PITFALLS IN COLLECTING INSURANCE PREMIUMS
Most commercial attorneys love handling audit premium collections. It's not that these claims are any more collectible than other commercial claims, and it's certainly not true that insurance companies pay higher fees.
Rather, it's because these cases have a ring of familiarity about them. The National Counsel on Compensation Insurance ("NCCI") policy is the same in every case, so the creditor's attorney becomes familiar with all of its terms. It's also comforting the proper defendant is readily identified - most likely the named insured, which entity is usually correctly set forth on the Application for Coverage and the policy information sheet. So what can go wrong?
First of all, there may be additional named insureds, all of whom may be sued for the premium. The creditor's attorney can't know about additional insureds without first reviewing the application for the policy and any policy endorsements. Just because the first named insured is a defunct corporation, an attorney reviewing the claim cannot close the file without first making inquiry as to whether there are other named insureds, and then reviewing all of the endorsements.
Usually, the additional premium claimed is based upon an audit made of the insured's payroll after the close of the policy period. But if the insured did not cooperate with the auditor, we may have what is known as an "estimated audit" pegged, for example, at an additional 150% of the deposit premium. There really is no legal basis to estimate what is due from the insured - but we usually sue anyway, and then the debtor usually opens up its books so that an audit can be completed.

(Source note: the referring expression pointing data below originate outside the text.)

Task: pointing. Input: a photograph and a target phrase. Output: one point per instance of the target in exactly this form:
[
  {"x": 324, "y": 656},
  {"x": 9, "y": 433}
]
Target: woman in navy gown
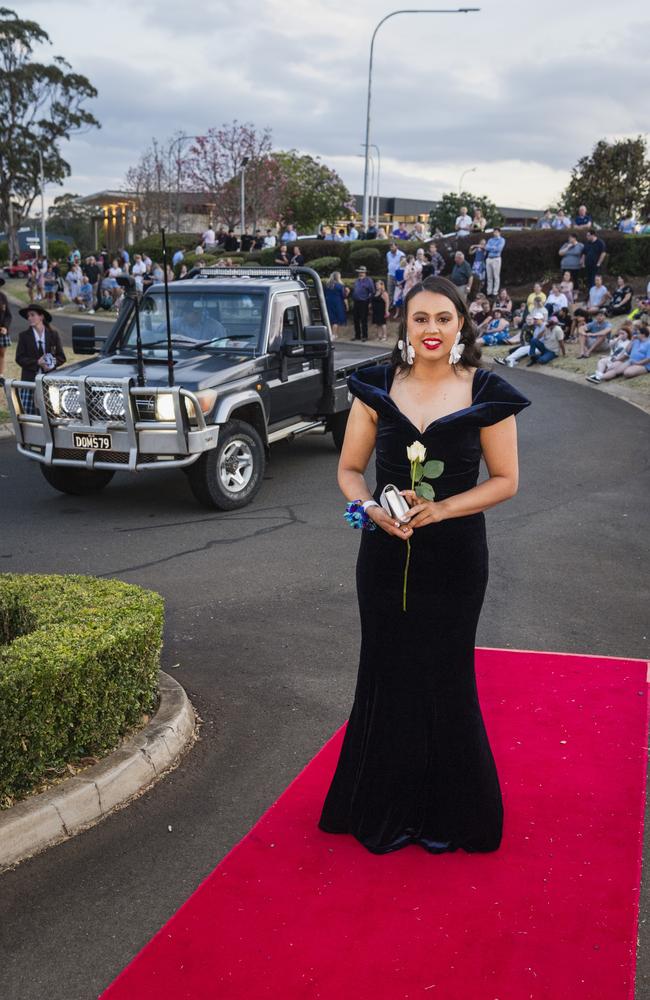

Over the past few years, carriers have been faced with counterclaims for negligent claim handling on retrospective policies in which the insured is required to contribute to the premium to pay losses. Now we are seeing counterclaims on non-retro cases, for negligent claim handling, alleging that the carrier's negligence caused an increase in the experience-modification factor, resulting in additional increased premiums on future years' policies.
In the past, when the insured complained about errors in employee classification resulting in higher ratings, we could often deflect this defense by claiming that the insured should have viewed the policy upon delivery and raised these issues at that time, or should have sought administrative review with the appropriate insurance department of the State.
While these are still valid objections to the erroneous classi-facation defense, we are now seeing that the Courts are becoming more and more lenient in allowing untimely administrative review.
What had been for most commercial attorneys, a "slam-dunk" lawsuit into a quick judgment has now become a more sophisticated piece of contested litigation. While we still see some easy judgments - more and more insureds are seeking to assert defenses that require time, effort and ingenuity to overcome.
The material contained herein is not to be relied upon as a substitute for consultation with your attorney.